You can tune the rows like a guitar, violin or however you wish. By default they are tuned in musical fourths (five semitones), like a bass guitar with 8 strings. This note arrangement is called the
4ths String Layout and is fast becoming a new standard for expressive musical control, used in Ableton Push, Roli's LightPad Block, a variety of iPad apps and now
over 4900 LinnStruments sold.
To make it easy to find the right notes, the scale notes are lit, with all the C note pads lit in a different color and having a Braille-size bump for tactile feedback. Alternatively, you can light any scale and in any of 10 colors.
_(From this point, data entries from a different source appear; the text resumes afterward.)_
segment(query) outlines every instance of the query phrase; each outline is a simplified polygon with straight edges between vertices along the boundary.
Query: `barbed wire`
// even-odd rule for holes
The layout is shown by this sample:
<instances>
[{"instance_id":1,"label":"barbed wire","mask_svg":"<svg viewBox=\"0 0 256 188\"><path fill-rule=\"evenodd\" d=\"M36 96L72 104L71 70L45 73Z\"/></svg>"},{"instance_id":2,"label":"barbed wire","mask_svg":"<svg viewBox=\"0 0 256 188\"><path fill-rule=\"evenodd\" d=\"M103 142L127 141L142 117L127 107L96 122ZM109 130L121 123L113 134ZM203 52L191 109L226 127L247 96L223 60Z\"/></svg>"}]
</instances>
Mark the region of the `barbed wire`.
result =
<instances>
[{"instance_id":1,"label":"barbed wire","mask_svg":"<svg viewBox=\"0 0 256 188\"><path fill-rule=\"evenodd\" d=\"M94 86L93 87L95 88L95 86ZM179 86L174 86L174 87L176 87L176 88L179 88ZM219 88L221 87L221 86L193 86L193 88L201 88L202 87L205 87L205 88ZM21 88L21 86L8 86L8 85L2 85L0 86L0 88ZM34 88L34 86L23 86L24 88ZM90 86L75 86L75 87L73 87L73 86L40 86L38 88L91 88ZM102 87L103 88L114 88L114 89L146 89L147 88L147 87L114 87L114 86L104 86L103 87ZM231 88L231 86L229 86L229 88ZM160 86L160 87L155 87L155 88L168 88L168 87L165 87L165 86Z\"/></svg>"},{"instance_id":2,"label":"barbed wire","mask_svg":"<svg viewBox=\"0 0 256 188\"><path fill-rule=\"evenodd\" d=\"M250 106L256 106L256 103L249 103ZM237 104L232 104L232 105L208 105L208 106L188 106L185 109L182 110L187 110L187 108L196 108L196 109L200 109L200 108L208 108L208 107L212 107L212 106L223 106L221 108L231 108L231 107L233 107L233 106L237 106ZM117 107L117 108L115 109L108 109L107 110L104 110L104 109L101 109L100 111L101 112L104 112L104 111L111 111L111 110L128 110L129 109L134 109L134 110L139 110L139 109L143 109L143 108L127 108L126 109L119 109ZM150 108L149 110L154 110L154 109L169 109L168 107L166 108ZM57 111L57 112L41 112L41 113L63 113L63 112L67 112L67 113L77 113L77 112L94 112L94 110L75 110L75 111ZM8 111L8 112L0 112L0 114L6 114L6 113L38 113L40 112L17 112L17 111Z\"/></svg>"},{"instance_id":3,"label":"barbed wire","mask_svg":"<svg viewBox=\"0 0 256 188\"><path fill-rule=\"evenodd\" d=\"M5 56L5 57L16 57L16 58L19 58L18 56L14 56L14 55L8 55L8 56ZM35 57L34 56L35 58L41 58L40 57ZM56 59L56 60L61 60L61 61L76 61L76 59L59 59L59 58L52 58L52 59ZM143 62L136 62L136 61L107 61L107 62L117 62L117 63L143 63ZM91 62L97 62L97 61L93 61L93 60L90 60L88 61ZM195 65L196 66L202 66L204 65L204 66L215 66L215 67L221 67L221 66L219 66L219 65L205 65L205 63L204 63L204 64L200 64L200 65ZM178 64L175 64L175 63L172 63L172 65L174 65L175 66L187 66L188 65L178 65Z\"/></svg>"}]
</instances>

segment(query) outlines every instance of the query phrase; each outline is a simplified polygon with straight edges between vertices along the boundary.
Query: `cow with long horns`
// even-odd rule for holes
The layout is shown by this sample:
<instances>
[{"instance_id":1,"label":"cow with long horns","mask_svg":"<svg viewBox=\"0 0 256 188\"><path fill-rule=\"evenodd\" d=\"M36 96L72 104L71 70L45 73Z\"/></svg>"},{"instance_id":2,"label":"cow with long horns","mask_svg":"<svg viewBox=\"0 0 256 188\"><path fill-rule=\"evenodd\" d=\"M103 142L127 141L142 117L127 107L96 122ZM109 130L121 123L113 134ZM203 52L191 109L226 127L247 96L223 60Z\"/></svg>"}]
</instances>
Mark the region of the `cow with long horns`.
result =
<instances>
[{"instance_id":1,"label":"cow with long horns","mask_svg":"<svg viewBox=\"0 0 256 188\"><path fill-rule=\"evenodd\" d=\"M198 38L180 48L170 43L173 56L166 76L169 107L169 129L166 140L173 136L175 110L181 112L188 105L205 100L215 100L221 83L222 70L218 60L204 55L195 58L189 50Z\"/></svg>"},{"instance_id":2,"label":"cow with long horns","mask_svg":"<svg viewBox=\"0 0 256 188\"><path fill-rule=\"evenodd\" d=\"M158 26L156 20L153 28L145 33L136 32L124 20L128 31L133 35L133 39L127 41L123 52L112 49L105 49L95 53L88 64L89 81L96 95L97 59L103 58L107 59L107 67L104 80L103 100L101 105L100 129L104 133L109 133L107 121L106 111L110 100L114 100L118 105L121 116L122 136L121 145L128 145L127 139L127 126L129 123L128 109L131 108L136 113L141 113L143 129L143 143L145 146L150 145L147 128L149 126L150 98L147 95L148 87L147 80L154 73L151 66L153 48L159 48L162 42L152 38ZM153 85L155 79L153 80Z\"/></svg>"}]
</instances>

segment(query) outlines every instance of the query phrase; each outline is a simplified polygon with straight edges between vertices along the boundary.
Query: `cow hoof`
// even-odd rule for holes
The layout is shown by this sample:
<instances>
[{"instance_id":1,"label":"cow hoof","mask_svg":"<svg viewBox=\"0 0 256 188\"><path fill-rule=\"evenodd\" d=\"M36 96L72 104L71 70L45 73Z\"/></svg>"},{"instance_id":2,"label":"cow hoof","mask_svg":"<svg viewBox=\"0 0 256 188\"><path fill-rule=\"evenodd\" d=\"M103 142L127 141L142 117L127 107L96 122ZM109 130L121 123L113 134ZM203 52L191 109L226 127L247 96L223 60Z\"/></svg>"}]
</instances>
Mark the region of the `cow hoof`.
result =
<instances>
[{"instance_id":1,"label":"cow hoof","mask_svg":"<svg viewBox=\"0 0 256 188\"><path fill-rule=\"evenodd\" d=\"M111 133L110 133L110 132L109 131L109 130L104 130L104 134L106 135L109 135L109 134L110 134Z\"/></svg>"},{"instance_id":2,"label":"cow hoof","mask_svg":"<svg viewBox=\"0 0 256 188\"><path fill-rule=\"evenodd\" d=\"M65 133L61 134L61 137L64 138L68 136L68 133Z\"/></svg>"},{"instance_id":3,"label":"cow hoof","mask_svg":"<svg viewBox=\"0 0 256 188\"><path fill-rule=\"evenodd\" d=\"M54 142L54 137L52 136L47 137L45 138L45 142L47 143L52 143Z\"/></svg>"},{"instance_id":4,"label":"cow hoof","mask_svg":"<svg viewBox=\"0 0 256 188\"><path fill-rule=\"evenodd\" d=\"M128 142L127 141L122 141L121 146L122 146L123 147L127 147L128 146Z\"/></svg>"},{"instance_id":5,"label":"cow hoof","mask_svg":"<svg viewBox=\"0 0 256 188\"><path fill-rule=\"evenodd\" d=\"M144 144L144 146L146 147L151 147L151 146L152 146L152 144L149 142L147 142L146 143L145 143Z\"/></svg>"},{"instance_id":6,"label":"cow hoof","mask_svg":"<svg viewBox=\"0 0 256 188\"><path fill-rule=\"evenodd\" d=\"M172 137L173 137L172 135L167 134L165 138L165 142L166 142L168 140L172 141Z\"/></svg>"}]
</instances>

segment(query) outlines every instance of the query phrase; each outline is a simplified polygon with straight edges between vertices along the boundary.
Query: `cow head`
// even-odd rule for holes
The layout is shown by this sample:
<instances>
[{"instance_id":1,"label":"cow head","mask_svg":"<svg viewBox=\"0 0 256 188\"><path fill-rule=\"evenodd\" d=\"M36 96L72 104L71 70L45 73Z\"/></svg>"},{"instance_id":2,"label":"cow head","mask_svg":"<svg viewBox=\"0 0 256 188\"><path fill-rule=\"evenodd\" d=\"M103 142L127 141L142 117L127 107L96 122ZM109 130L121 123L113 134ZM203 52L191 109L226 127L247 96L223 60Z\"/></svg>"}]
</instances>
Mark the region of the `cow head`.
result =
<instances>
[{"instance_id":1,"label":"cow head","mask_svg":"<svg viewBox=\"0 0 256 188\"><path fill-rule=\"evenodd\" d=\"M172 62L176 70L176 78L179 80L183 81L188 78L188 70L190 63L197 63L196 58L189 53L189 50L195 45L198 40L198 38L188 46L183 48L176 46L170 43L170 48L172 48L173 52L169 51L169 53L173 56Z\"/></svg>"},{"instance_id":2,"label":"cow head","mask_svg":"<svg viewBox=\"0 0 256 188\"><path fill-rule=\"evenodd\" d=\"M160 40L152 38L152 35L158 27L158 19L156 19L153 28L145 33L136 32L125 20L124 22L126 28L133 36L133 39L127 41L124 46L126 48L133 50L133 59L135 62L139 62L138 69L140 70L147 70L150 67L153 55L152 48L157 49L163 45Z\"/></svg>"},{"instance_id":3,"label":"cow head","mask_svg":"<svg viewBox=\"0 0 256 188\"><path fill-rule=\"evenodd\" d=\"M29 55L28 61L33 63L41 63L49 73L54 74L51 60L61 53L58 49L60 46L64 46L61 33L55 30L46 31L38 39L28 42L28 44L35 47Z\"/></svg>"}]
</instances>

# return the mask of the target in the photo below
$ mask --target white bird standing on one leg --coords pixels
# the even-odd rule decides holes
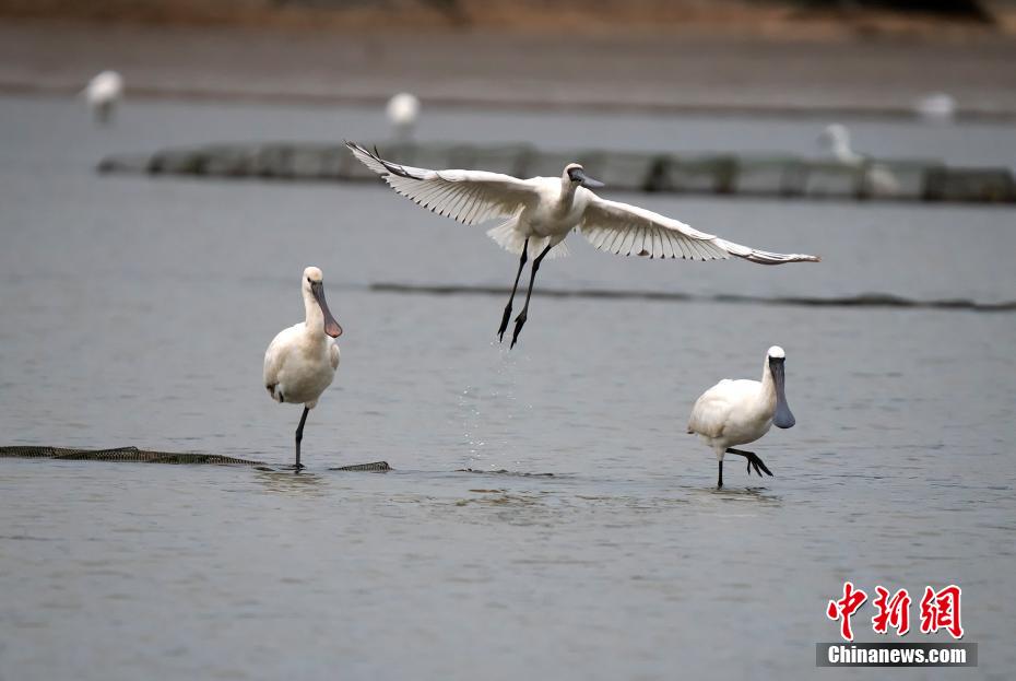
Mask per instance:
[[[385,107],[397,142],[412,142],[420,117],[420,99],[409,92],[400,92]]]
[[[117,104],[123,96],[123,78],[116,71],[103,71],[88,81],[81,94],[96,122],[105,125],[113,120]]]
[[[530,253],[533,259],[525,305],[515,320],[511,345],[525,324],[529,300],[540,262],[547,255],[566,255],[562,242],[572,230],[581,230],[600,250],[650,258],[686,258],[717,260],[737,256],[760,265],[783,262],[818,262],[816,256],[778,254],[756,250],[728,242],[712,234],[645,208],[601,199],[587,187],[602,187],[586,175],[578,163],[569,163],[560,177],[519,179],[484,171],[428,171],[385,161],[359,144],[346,142],[353,154],[380,175],[392,189],[416,202],[468,225],[495,218],[507,222],[489,230],[491,236],[506,250],[519,254],[519,271],[511,296],[505,307],[498,338],[504,340],[511,303],[519,287],[519,278]]]
[[[817,141],[838,163],[859,168],[867,190],[875,196],[891,197],[899,193],[899,181],[893,171],[851,149],[850,131],[846,126],[838,122],[826,126]]]
[[[720,462],[718,488],[723,486],[724,454],[745,457],[749,475],[753,467],[759,475],[763,472],[772,475],[758,456],[752,451],[734,449],[732,445],[755,442],[769,432],[770,425],[778,428],[793,427],[794,415],[790,413],[783,394],[784,359],[783,349],[773,345],[766,354],[761,383],[724,378],[695,401],[688,419],[688,433],[697,434],[716,451]]]
[[[280,331],[264,352],[264,387],[276,402],[303,403],[304,413],[296,427],[296,470],[299,443],[304,438],[307,412],[315,408],[324,388],[331,385],[339,367],[342,327],[324,302],[321,270],[308,267],[302,284],[306,320]]]

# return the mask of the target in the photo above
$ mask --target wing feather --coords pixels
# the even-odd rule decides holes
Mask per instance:
[[[759,265],[822,260],[817,256],[770,253],[742,246],[645,208],[601,199],[587,189],[580,191],[588,192],[588,202],[579,228],[600,250],[688,260],[718,260],[736,256]]]
[[[510,175],[415,168],[386,161],[354,142],[346,142],[346,146],[398,193],[463,224],[510,218],[539,199],[535,185]]]

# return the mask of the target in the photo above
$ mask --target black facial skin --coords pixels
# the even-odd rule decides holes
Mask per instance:
[[[586,175],[586,171],[582,168],[568,168],[568,179],[574,183],[579,183],[583,187],[603,187],[603,183]]]
[[[328,309],[328,303],[324,301],[324,283],[310,281],[310,279],[307,281],[310,282],[310,293],[314,295],[314,300],[321,306],[321,313],[324,315],[324,332],[332,338],[339,338],[342,336],[342,327],[339,326],[339,322],[332,317],[331,310]]]
[[[772,373],[772,383],[776,386],[776,413],[772,414],[772,425],[778,428],[791,428],[798,422],[787,406],[787,395],[783,392],[783,357],[769,357],[769,371]]]

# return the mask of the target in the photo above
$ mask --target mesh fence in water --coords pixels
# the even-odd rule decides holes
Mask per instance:
[[[0,457],[39,459],[71,459],[79,461],[141,461],[145,463],[239,463],[263,466],[263,461],[237,459],[217,454],[192,454],[189,451],[152,451],[138,447],[114,447],[111,449],[78,449],[73,447],[0,447]]]
[[[79,449],[74,447],[11,446],[0,447],[0,457],[27,459],[63,459],[75,461],[137,461],[142,463],[214,463],[260,466],[263,461],[238,459],[217,454],[193,454],[190,451],[153,451],[138,447],[114,447],[111,449]],[[340,466],[329,470],[345,471],[386,471],[391,470],[387,461]]]

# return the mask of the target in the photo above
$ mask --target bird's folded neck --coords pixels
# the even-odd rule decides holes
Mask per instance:
[[[563,210],[568,210],[571,208],[572,201],[575,201],[575,191],[578,188],[574,181],[567,177],[563,177],[560,180],[560,207]]]

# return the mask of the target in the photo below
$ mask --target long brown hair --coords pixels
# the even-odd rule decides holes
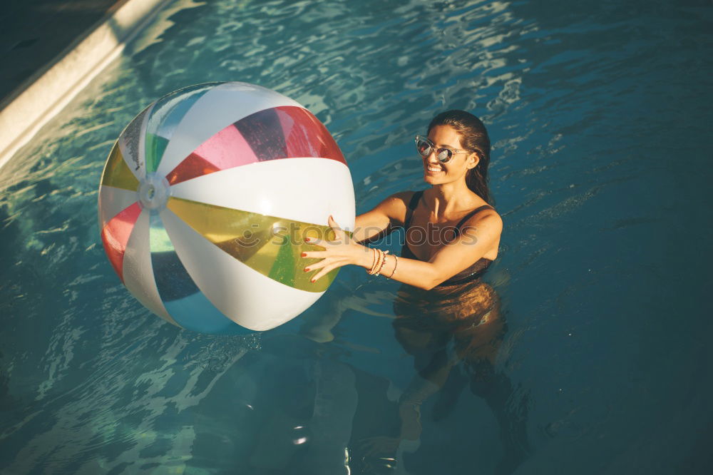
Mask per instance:
[[[429,133],[436,126],[453,127],[461,136],[461,145],[466,150],[476,153],[481,158],[478,165],[466,173],[466,185],[486,203],[492,198],[488,189],[488,165],[490,164],[490,138],[479,118],[469,112],[454,109],[441,112],[431,121]]]

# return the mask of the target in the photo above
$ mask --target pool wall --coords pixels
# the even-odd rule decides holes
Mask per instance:
[[[0,110],[0,168],[173,0],[123,0],[11,93]]]

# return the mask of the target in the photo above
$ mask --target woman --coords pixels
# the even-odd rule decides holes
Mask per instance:
[[[496,259],[503,221],[488,204],[490,139],[483,123],[463,111],[442,113],[416,146],[431,188],[396,193],[357,216],[352,239],[330,216],[334,240],[306,239],[324,248],[302,254],[322,259],[304,268],[319,270],[312,282],[351,264],[429,290],[476,279]],[[399,225],[406,228],[401,258],[359,244]]]

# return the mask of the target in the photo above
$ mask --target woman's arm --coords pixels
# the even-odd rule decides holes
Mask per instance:
[[[403,225],[406,218],[406,200],[412,194],[410,191],[394,193],[371,211],[356,217],[352,238],[357,242],[363,242],[388,233],[389,228]]]
[[[334,241],[309,238],[307,242],[324,247],[324,250],[302,254],[305,257],[322,259],[305,268],[305,272],[321,269],[312,282],[332,269],[347,264],[370,269],[374,262],[374,250],[349,239],[332,217],[329,225],[337,238]],[[405,257],[399,257],[397,260],[396,256],[387,255],[381,273],[404,284],[429,290],[482,257],[498,242],[502,230],[503,220],[498,213],[494,211],[478,213],[465,223],[458,238],[439,249],[429,262]]]

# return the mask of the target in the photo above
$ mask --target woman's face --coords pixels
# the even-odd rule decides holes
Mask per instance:
[[[466,172],[478,165],[478,155],[466,152],[461,143],[461,134],[450,126],[436,126],[429,133],[429,139],[436,148],[445,147],[454,151],[446,163],[436,158],[435,150],[424,158],[424,180],[431,185],[442,185],[464,179]]]

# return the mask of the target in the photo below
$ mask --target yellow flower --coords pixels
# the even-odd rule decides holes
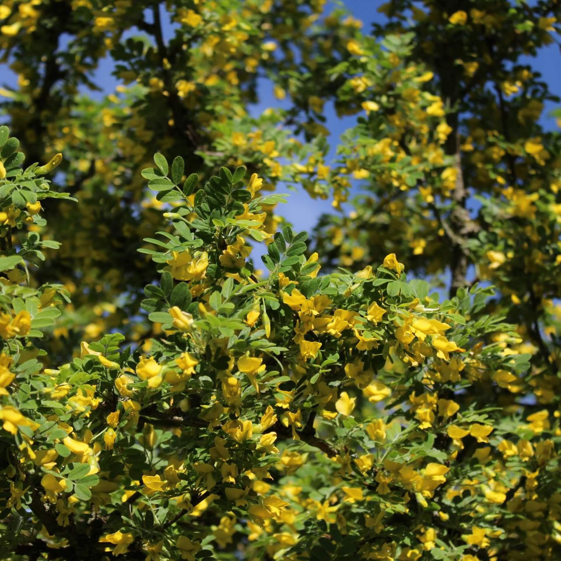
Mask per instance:
[[[370,114],[371,111],[378,111],[380,109],[380,105],[375,102],[362,102],[361,106],[366,112],[367,115]]]
[[[458,10],[448,18],[448,21],[453,25],[465,25],[467,21],[467,14],[462,10]]]
[[[177,366],[183,370],[183,373],[189,376],[191,374],[195,374],[195,367],[199,364],[199,361],[191,356],[188,352],[182,353],[178,358],[176,358],[176,362],[177,363]]]
[[[360,487],[342,487],[345,496],[343,500],[346,503],[354,503],[357,500],[364,500],[362,490]]]
[[[313,341],[306,341],[305,339],[300,341],[300,354],[305,361],[308,358],[315,358],[321,347],[321,343]]]
[[[50,161],[44,165],[42,165],[38,168],[35,168],[35,173],[42,175],[44,173],[48,173],[52,171],[62,161],[62,154],[57,154],[51,158]]]
[[[222,430],[237,442],[245,442],[253,435],[253,424],[251,421],[228,421],[222,425]]]
[[[489,425],[473,423],[470,425],[470,434],[477,439],[477,442],[489,442],[487,438],[493,432],[493,427]]]
[[[36,203],[26,203],[25,206],[30,216],[34,216],[41,210],[41,203],[39,201],[37,201]]]
[[[386,269],[396,271],[398,275],[401,274],[401,272],[405,269],[405,265],[403,263],[398,262],[397,257],[394,253],[390,253],[389,255],[386,255],[384,258],[384,266]]]
[[[176,547],[181,553],[181,559],[195,561],[195,554],[202,549],[201,544],[191,541],[186,536],[180,536],[176,542]]]
[[[471,534],[462,534],[462,539],[470,545],[479,545],[480,548],[486,548],[489,545],[489,540],[486,537],[487,530],[485,528],[472,526]]]
[[[88,450],[91,450],[85,442],[76,440],[73,438],[71,438],[70,436],[64,438],[62,443],[65,446],[70,449],[71,452],[75,454],[85,454]]]
[[[379,401],[389,397],[392,394],[392,390],[377,380],[369,384],[363,391],[364,394],[368,398],[368,401],[373,403],[377,403]]]
[[[192,10],[181,8],[178,10],[177,15],[182,24],[187,24],[192,27],[197,27],[203,21],[203,17]]]
[[[251,197],[255,196],[257,192],[263,186],[263,180],[256,173],[252,173],[246,188],[251,194]]]
[[[187,332],[191,329],[193,324],[193,316],[187,312],[174,306],[169,310],[169,313],[173,318],[173,327],[181,332]]]
[[[348,417],[352,413],[356,403],[356,397],[350,397],[346,392],[342,392],[341,397],[335,403],[335,408],[342,415]]]
[[[168,485],[168,482],[159,475],[143,475],[142,481],[146,486],[145,489],[151,491],[164,491]]]
[[[113,429],[109,428],[105,431],[105,434],[103,435],[103,442],[105,443],[105,448],[107,450],[113,449],[116,438],[117,435]]]
[[[492,491],[487,485],[483,485],[483,493],[487,500],[493,504],[502,504],[507,500],[504,493]]]
[[[141,357],[136,369],[136,374],[141,380],[148,380],[158,376],[161,370],[162,367],[151,357],[149,358]],[[162,378],[160,377],[160,383],[161,382]]]
[[[362,50],[358,42],[353,39],[347,42],[347,50],[351,54],[354,54],[356,56],[360,56],[361,54],[364,54],[364,51]]]
[[[116,545],[113,550],[113,554],[116,557],[122,553],[126,553],[128,546],[132,543],[132,534],[122,534],[121,532],[116,532],[114,534],[108,534],[103,537],[99,538],[99,541]]]
[[[123,374],[116,379],[115,387],[123,397],[132,397],[134,392],[133,390],[129,389],[127,386],[134,381],[134,380],[130,376],[125,376]]]
[[[376,419],[366,426],[368,435],[373,440],[383,442],[385,440],[385,423],[381,419]]]
[[[293,288],[289,295],[282,292],[282,301],[285,304],[288,304],[293,310],[298,311],[306,301],[306,297],[297,288]]]

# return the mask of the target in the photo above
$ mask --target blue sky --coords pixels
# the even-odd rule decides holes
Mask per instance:
[[[535,0],[531,1],[530,3],[534,3],[534,2]],[[362,21],[364,24],[363,31],[367,33],[370,31],[373,22],[381,23],[384,21],[384,16],[377,11],[378,8],[382,3],[383,2],[381,0],[344,0],[342,2],[331,0],[328,2],[327,8],[330,10],[337,6],[344,6],[355,17]],[[164,25],[164,34],[165,38],[170,36],[173,33],[173,27],[168,21],[166,21],[165,17],[163,18],[163,24]],[[135,32],[131,32],[124,36],[123,39],[135,34]],[[522,62],[531,64],[535,70],[541,73],[544,79],[549,84],[552,92],[561,95],[561,72],[558,70],[559,59],[559,47],[553,43],[542,49],[536,58],[525,57]],[[102,88],[103,91],[91,93],[91,95],[101,96],[114,90],[118,82],[111,75],[113,65],[110,59],[104,59],[100,62],[94,81]],[[0,76],[2,76],[0,79],[0,87],[4,85],[13,85],[15,84],[15,76],[7,68],[7,65],[0,65]],[[274,97],[272,85],[265,79],[261,80],[260,82],[259,96],[259,103],[250,108],[251,114],[255,116],[260,114],[268,107],[278,107],[282,104],[282,102]],[[287,104],[286,101],[284,104]],[[546,128],[553,129],[556,127],[555,119],[549,116],[549,113],[554,108],[555,105],[551,103],[546,106],[541,124]],[[336,115],[332,103],[326,104],[325,111],[327,119],[327,126],[330,131],[328,140],[332,147],[329,157],[333,158],[340,135],[346,130],[354,125],[356,116],[339,118]],[[298,229],[309,231],[315,225],[320,214],[325,212],[333,211],[329,201],[312,200],[307,194],[302,190],[289,191],[282,189],[282,187],[280,190],[289,192],[291,196],[287,204],[279,205],[278,214],[292,222]]]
The Fourths String Layout has other advantages over the piano keyboard:
1) It's isomorphic, meaning that the same chord or scale fingering works in all musical keys.
2) There are multiple instances of each pitch, permitting solo and accompaniment play in the same pitch range, and a variety of fingerings for each chord or scale.
3) 5 octaves (on the large model) fit in a playing surface that's only 18.7 inches (475 mm) wide.
Or if you're a piano keyboard player, do what many LinnStrument players do: place LinnStrument behind your keyboard for expressive solo performance with your right hand.